Exactly who best checks off those boxes remains to be seen. Tristan Gebbia, at 6-foot-3 and 185 pounds, impressed in last year’s spring game and drew rave reviews from teammates and the previous staff as a football “gym rat.” Patrick O’Brien appeared in three games last season, completing 18 of 30 passes with one interception.
True freshman Adrian Martinez sat out all of his last high school season recovering from shoulder surgery but is reportedly 100 percent healthy and ready to compete after joining Nebraska this winter. As a junior at Clovis West in Fresno, California, he rushed for 1,462 yards and 14 touchdowns.
This room has no shortage of interesting options. And all of them come with questions.
Junior Tre Bryant was a strong rusher for two games, averaging 5.9 yards per carry before missing the rest of the fall with a knee injury. What’s his health status now? Two other incumbents had their moments but were less than stellar in now-seniors Mikale Wilbon (379 yards, 4.3 per carry) and Devine Ozigbo (493, 3.8). Do they fit what Frost and Co. want to do on offense?
The new attack will ask backs to be comfortable lining up to take handoffs as well as moving out wider as receivers.
Of the returning players, sophomore Jaylin Bradley may best fit the bill. The speedy standout from Bellevue West saw action in seven games last year, averaging just 3.9 yards per carry but flashing an ability to get the edge and make something happen as a pass catcher (four receptions for 38 yards).

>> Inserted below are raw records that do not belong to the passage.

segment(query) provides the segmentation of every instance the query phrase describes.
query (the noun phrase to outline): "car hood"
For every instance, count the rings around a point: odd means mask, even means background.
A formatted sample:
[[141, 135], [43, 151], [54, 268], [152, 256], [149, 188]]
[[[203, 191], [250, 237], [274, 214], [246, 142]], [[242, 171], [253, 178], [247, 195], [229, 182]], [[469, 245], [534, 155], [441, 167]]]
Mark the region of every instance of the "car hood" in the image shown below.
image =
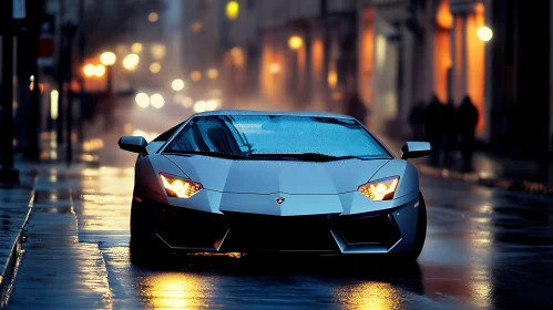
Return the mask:
[[[204, 189], [236, 194], [336, 195], [357, 190], [390, 159], [236, 161], [165, 155]], [[171, 173], [171, 172], [167, 172]]]

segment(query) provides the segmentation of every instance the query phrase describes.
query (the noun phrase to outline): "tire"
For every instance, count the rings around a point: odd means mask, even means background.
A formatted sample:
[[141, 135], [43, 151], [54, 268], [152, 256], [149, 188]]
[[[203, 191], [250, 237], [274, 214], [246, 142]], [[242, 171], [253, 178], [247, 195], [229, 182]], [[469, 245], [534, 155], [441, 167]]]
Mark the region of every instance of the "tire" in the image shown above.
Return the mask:
[[419, 215], [417, 217], [413, 247], [406, 254], [406, 259], [409, 260], [417, 260], [417, 258], [419, 258], [420, 252], [424, 247], [424, 240], [427, 239], [427, 205], [424, 204], [424, 197], [422, 197], [422, 193], [420, 192], [419, 197]]

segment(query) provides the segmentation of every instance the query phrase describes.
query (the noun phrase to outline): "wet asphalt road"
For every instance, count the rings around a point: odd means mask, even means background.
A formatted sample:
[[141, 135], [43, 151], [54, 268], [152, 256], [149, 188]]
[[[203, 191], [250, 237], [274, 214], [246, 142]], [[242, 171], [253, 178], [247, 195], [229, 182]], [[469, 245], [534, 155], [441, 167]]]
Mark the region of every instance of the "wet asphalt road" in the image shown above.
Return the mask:
[[[132, 159], [125, 162], [132, 164]], [[132, 168], [41, 177], [10, 309], [553, 307], [553, 202], [422, 177], [418, 264], [331, 257], [131, 259]]]

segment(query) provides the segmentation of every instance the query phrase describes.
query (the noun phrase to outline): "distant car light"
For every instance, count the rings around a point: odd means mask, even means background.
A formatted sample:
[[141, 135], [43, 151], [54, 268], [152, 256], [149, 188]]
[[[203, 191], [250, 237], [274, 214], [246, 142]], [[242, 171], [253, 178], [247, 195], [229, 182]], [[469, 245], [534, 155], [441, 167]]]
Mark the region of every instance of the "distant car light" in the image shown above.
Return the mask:
[[357, 190], [375, 202], [389, 200], [393, 198], [398, 184], [399, 176], [393, 176], [366, 183]]
[[163, 173], [160, 174], [160, 177], [162, 179], [163, 187], [165, 187], [165, 192], [170, 197], [190, 198], [196, 195], [199, 190], [204, 189], [202, 184], [190, 179]]

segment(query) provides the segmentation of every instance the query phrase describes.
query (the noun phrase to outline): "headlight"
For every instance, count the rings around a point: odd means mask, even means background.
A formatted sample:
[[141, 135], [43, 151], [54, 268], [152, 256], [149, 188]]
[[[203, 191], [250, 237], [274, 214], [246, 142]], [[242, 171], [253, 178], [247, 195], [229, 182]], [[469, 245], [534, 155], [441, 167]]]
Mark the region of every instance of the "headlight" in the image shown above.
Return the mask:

Touted newcomers Greg Bell and Miles Jones will have a say in the proceedings as well.
Frost has said Nebraska will play the best five offensive linemen regardless of position going forward. Coaches will only a see a few who have played important minutes at tackle in college.

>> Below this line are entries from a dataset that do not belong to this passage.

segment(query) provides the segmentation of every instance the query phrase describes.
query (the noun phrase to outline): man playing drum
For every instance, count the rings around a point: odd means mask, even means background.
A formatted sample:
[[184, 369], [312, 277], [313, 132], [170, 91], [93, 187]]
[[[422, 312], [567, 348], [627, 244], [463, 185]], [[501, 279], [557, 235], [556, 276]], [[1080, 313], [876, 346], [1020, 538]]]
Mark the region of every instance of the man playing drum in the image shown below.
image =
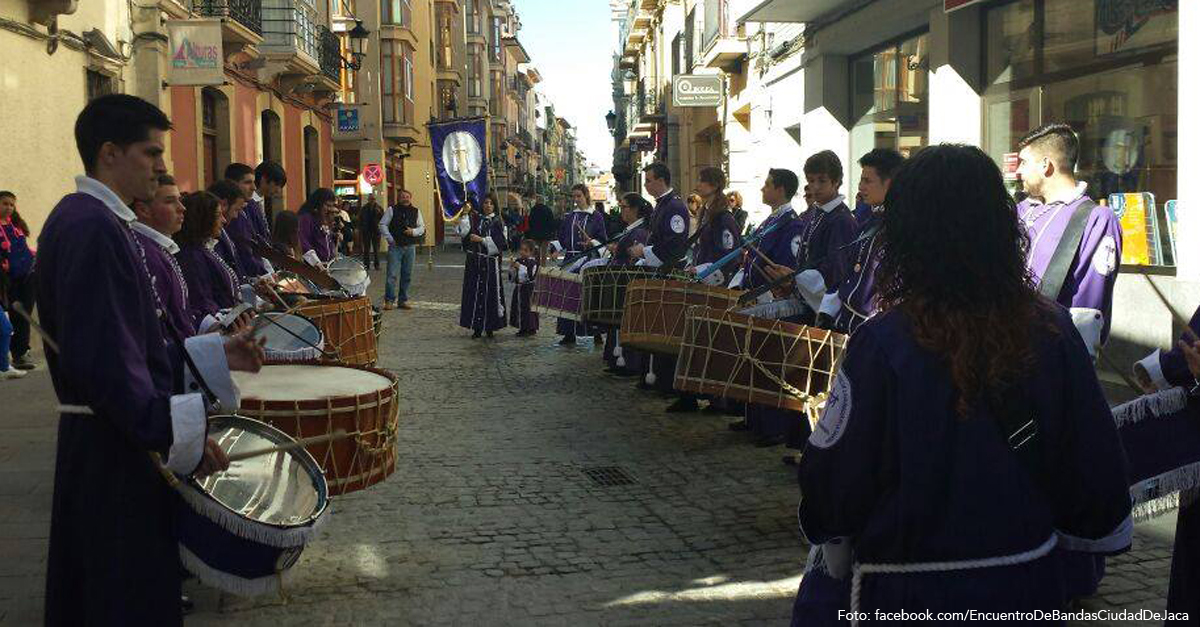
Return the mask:
[[[48, 625], [182, 622], [175, 495], [151, 455], [180, 474], [223, 470], [206, 413], [217, 399], [236, 408], [230, 369], [262, 365], [248, 334], [181, 340], [160, 314], [128, 204], [154, 201], [169, 129], [157, 107], [133, 96], [89, 102], [76, 121], [86, 175], [40, 238], [41, 322], [62, 404]], [[185, 358], [194, 371], [185, 371]]]

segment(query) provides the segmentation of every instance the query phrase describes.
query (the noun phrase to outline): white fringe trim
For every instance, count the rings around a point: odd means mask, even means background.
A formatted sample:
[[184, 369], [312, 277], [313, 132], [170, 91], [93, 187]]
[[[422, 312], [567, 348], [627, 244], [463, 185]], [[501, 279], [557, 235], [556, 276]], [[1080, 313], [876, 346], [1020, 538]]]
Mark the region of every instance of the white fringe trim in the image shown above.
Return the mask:
[[1183, 411], [1188, 406], [1188, 392], [1183, 388], [1170, 388], [1154, 394], [1139, 396], [1129, 402], [1112, 408], [1112, 419], [1117, 428], [1139, 423], [1150, 417], [1163, 417]]
[[[1134, 502], [1133, 519], [1142, 522], [1174, 512], [1181, 501], [1188, 504], [1195, 498], [1195, 488], [1200, 488], [1200, 461], [1138, 482], [1129, 489]], [[1181, 491], [1186, 494], [1181, 496]]]
[[186, 482], [179, 482], [179, 494], [184, 501], [197, 513], [216, 522], [221, 529], [234, 533], [239, 538], [266, 544], [277, 549], [290, 549], [302, 547], [312, 539], [317, 531], [329, 518], [329, 506], [317, 513], [316, 520], [307, 525], [293, 527], [278, 527], [250, 520], [234, 513], [228, 507], [221, 504], [215, 498], [202, 494]]
[[238, 595], [240, 597], [257, 597], [278, 592], [281, 587], [281, 579], [292, 579], [290, 568], [282, 573], [260, 577], [258, 579], [242, 579], [238, 575], [217, 571], [216, 568], [204, 563], [204, 560], [197, 557], [196, 554], [187, 550], [187, 547], [184, 547], [182, 544], [179, 545], [179, 561], [184, 563], [184, 568], [187, 568], [188, 573], [196, 575], [196, 578], [204, 585], [229, 592], [230, 595]]

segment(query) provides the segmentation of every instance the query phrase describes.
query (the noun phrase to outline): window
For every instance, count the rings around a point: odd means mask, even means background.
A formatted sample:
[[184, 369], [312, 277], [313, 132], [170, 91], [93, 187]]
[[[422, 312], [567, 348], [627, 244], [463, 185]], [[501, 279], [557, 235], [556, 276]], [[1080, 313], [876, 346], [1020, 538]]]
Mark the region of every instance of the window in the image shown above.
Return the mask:
[[1146, 209], [1122, 216], [1122, 262], [1174, 264], [1178, 4], [1024, 0], [990, 7], [984, 34], [988, 154], [1002, 165], [1031, 129], [1069, 124], [1087, 193]]
[[917, 35], [851, 61], [850, 177], [858, 184], [858, 159], [875, 148], [912, 156], [929, 143], [929, 35]]
[[413, 25], [413, 0], [383, 0], [383, 23], [398, 26]]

Sophomore Brenden Jaimes is the resident veteran after starting the final nine games at right tackle last year. Sophomore Matt Farniok also started a pair of games there before breaking a bone in his wrist and manning right guard upon his return.

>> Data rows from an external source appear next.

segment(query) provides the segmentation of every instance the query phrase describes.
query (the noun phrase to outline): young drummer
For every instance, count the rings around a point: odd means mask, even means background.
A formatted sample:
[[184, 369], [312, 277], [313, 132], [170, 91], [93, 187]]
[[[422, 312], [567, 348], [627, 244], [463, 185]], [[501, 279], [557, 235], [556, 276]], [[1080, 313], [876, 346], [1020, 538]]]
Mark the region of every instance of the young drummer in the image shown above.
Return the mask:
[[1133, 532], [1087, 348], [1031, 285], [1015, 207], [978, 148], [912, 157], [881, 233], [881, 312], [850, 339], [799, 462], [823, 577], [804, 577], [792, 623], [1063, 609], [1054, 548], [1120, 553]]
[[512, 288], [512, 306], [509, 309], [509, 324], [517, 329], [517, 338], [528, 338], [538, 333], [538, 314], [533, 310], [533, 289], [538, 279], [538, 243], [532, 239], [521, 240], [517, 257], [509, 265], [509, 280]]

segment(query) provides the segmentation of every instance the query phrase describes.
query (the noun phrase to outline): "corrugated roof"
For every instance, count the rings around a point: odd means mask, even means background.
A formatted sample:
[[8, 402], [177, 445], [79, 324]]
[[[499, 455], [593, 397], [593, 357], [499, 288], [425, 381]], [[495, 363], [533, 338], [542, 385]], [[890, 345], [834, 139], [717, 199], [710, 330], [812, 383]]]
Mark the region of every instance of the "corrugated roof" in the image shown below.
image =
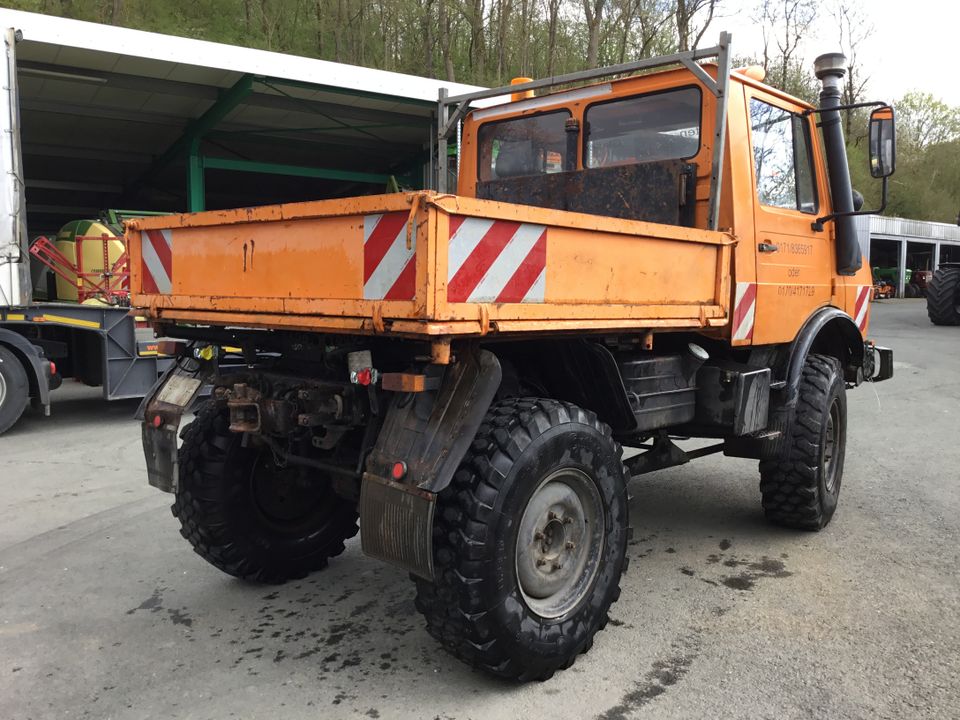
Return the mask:
[[960, 243], [960, 226], [909, 218], [870, 216], [870, 235], [889, 235], [893, 239], [940, 240]]
[[[436, 102], [441, 87], [449, 88], [451, 95], [480, 89], [473, 85], [20, 10], [0, 10], [0, 25], [21, 30], [25, 40], [47, 44], [48, 52], [40, 58], [44, 62], [104, 72], [117, 71], [122, 62], [126, 74], [162, 80], [229, 87], [230, 76], [250, 73], [421, 102]], [[109, 51], [105, 51], [107, 48]], [[184, 62], [185, 58], [190, 62]]]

The void left by Nick Gates opens up left tackle for the first time in two years. Junior Christian Gaylord was the backup most of last season.
A pair of redshirt freshmen to follow are Lincoln East grad Chris Walker and Cincinnati product Matt Sichterman. Both are projected as tackles at the college level.
Inside linebacker features six scholarship players who bring a variety of skill sets.
Leading tackler Chris Weber graduates to open one interior spot in the 3-4 defense, while senior Dedrick Young (80 tackles in 12 games) is NU’s top returning stopper.
Junior college transfer Will Honas picked Nebraska over Iowa and Wisconsin and has drawn major praise from Husker coaches for his no-nonsense, hard-hitting attitude. Can he take over right away to justify the hype? Junior Mo Barry (38 tackles in 12 games) may be one of the biggest beneficiaries of defensive coordinator Erik Chinander’s risk-taking scheme, and his development will also be a key storyline.
Antonio Reed and Aaron Williams are Nebraska’s only upperclassman scholarship safeties. The discussion begins with the two seniors, at least for now.
Williams (48 tackles in nine games) was a reliable performer when nagging injuries didn’t keep him off the field. Reed (42 tackles in 10 games) also missed time with a knee injury, though the 6-2, 210-pound veteran is versatile enough to potentially move closer to the line of scrimmage as an outside linebacker or a nickelback.
Coaches brought juco transfer Deontai Williams into the mix as well. Defensive backs coach Travis Fisher said last month the 6-1, 200-pound bruiser is “probably going to get kicked out of college football the way that he hits. I’m not joking. This guy’s dangerous. You’re going to really love him.”